Freud, il locale dove lavoravo, si trovava su Shaftsbury Avenue a due passi da Coven Garden in una zona sempre piena di turisti che, ovviamente dove ci passavano accanto senza sospettare di nulla.

Uno dei principali motivi della "segretezza" è l'accesso tramite una ripidissima, e se siete già brilli anche pericolosa, scala in ferro che conduce dritti a questo bar sotto il livello della strada.
La percorrevo spesso, mi attraeva da matti quella piccola adrenalina scorrere nelle vene.
Nonostante si trovasse al centro della mia splendida cittadina, era poco frequentata.
I costi non erano cari, anzi, invogliava a tornare il numero basso di sterline richieste.

L'atmosfera era molto calda, in tutti i sensi, e rumorosa.

Le mie giornate si scandivano tra corse con vassoi in mano attenta a non urtare nessuno, precipitarmi a scuola di Fred per portarlo a casa e preparare il pranzo. Nel pomeriggio ripartiva il mio turno - sempre per motivi di mancanza di personale - e finivo la sera ad un orario improponibile.

Non guadagnavo tanto, ma con i soliti sacrifici, piano piano, sarei arrivata a dei risultati che fino a qualche giorno fa sognavo.

Dovevo pazientare.

La campanellina in alto dell'entrata avvisò un altro cliente.
Sorrisi, facendo un cenno, che venne ricambiato.

«Vuole ordinare?», mi preparai ad annotare gli ordini.

«Sì, desiderei la mia ragazza, grazie», Kevin si guardò attorno prima di farmi abbassare alla sua altezza.
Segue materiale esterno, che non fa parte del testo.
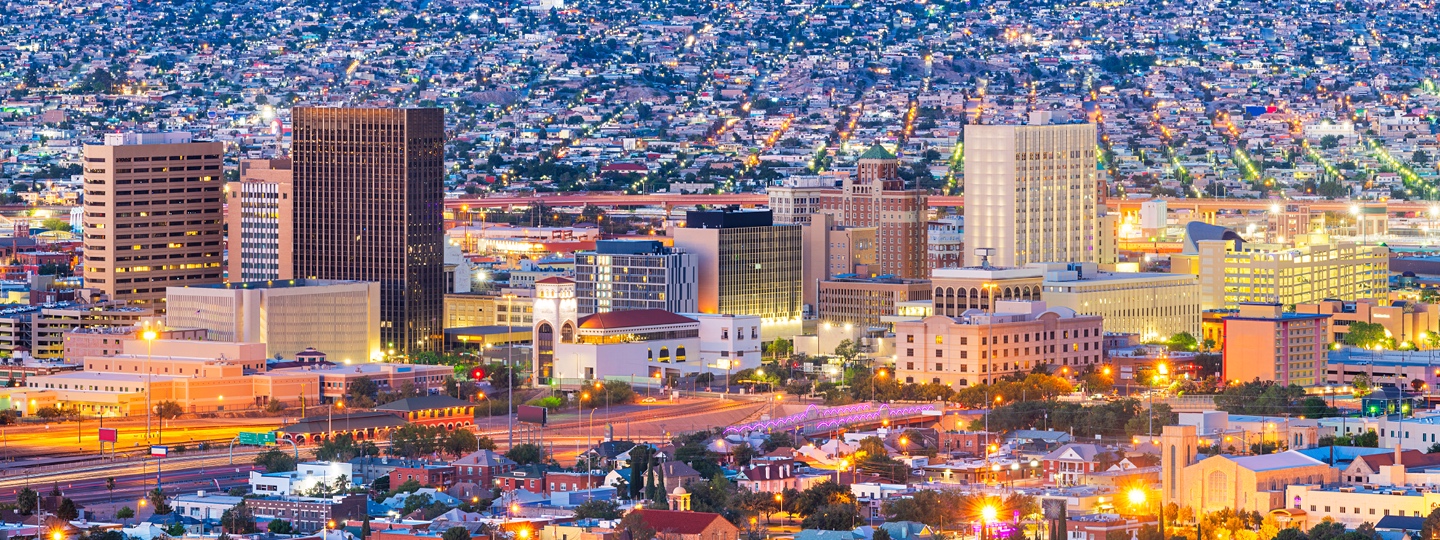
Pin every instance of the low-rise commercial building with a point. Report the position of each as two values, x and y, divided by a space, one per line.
1406 321
337 317
1266 343
978 346
1309 270
863 301
1154 306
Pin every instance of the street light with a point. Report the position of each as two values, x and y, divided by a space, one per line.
150 353
988 516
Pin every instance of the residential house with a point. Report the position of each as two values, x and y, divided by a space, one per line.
1069 464
769 475
529 477
481 467
670 524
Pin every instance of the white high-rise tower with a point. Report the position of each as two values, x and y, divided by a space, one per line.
1030 193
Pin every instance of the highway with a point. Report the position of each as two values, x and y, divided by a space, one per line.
667 200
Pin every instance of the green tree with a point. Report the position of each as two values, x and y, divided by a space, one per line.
28 501
526 454
238 520
1368 336
598 510
634 527
1432 524
455 533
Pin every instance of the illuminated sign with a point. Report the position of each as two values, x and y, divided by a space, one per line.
822 418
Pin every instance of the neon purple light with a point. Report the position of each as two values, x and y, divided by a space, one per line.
830 418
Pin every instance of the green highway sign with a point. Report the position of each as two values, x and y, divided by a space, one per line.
259 439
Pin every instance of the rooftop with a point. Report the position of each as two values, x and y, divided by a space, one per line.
632 318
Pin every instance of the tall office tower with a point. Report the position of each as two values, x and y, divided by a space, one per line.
877 198
624 275
1030 193
259 222
151 216
748 267
369 187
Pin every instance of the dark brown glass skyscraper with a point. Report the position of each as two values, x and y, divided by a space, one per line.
369 192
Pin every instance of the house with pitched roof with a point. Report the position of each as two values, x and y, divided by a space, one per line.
670 524
481 467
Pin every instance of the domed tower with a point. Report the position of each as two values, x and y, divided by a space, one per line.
678 498
555 318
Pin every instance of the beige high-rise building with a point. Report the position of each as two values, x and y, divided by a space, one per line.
873 198
1030 193
153 215
259 222
1309 270
748 267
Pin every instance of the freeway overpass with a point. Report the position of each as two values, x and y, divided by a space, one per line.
667 200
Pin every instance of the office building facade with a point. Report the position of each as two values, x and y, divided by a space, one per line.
1308 270
746 267
153 215
340 318
1149 304
1266 343
874 198
863 301
1030 193
259 213
369 195
977 347
625 275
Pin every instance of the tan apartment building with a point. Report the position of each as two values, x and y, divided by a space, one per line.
748 267
873 198
863 301
151 216
1031 192
1266 343
1149 304
1311 270
484 310
259 222
340 318
978 347
971 288
1406 320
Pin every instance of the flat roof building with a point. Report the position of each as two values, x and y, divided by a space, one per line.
1151 304
153 215
337 317
259 222
369 206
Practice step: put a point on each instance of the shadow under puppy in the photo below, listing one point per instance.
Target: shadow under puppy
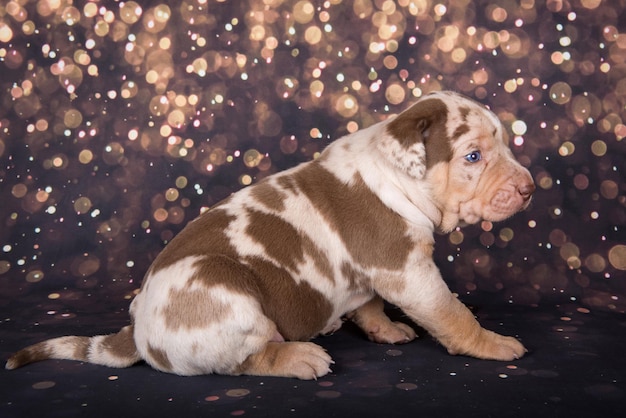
(244, 287)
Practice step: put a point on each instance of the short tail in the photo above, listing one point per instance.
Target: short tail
(114, 350)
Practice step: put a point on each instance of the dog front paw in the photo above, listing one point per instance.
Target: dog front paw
(392, 333)
(492, 346)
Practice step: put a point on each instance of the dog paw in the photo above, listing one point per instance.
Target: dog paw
(392, 333)
(308, 361)
(492, 346)
(507, 349)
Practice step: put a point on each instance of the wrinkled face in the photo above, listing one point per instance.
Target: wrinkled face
(466, 160)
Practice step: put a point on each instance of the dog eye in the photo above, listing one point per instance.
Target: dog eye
(474, 157)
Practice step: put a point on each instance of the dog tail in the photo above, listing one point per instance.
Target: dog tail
(114, 350)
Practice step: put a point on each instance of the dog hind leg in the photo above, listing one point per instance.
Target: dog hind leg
(372, 319)
(303, 360)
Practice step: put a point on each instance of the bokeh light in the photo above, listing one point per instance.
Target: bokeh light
(122, 121)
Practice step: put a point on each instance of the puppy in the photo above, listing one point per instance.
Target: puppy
(244, 287)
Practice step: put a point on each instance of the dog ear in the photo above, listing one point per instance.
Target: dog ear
(417, 138)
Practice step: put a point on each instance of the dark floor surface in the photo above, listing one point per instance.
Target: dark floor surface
(575, 368)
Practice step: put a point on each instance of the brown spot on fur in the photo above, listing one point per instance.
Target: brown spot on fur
(190, 309)
(159, 359)
(320, 259)
(288, 184)
(33, 353)
(217, 269)
(121, 344)
(356, 279)
(269, 196)
(465, 111)
(205, 235)
(299, 311)
(460, 130)
(81, 347)
(281, 240)
(374, 234)
(424, 122)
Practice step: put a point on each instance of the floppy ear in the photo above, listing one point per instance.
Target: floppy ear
(417, 138)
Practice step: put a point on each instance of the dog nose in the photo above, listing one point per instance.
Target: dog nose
(526, 190)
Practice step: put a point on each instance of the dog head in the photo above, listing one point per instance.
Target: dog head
(457, 146)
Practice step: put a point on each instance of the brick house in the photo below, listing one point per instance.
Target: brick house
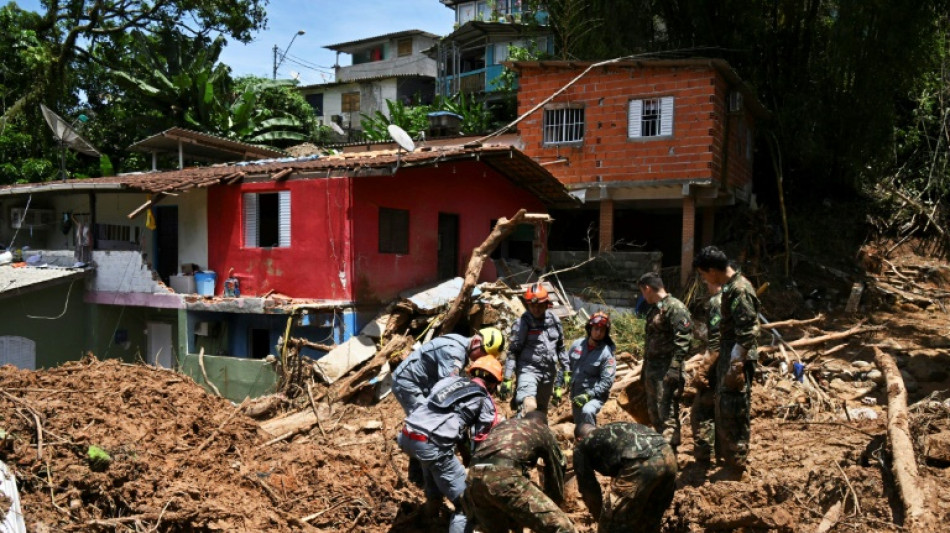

«Mi manchi», mi sussurrò romantico, dandomi poi un bacio non profondo sul collo per non lasciarmi segni.

«Temo di non poterla accontentare, per il momento. Che ne dice di passare stasera?».

«Mi avevi promesso che saremmo stati insieme».

«Scusami, hai tutta la ragione di questo mondo, ma Fred è più importante. Sai, Daniel...».

«Che ha fatto questa volta?».

«Niente. Non si fa vivo da più di tre giorni».

«Che uomo... peggio delle zanzare».

«Facciamo così. Oggi ti dò buca, ma stanotte verso le 2 mi raggiungi. Ti aspetto sveglia, che ne pensi?».

«Proposta ambiziosa. Ci penserò», mi fece l'occhiolino.

«Sapevo che avresti capito. Sei fantastico. Ora ti chiedo di dirmi seriamente cosa vuoi, o il mio capo mi ammazza. Non posso fare sconti, mi spiace».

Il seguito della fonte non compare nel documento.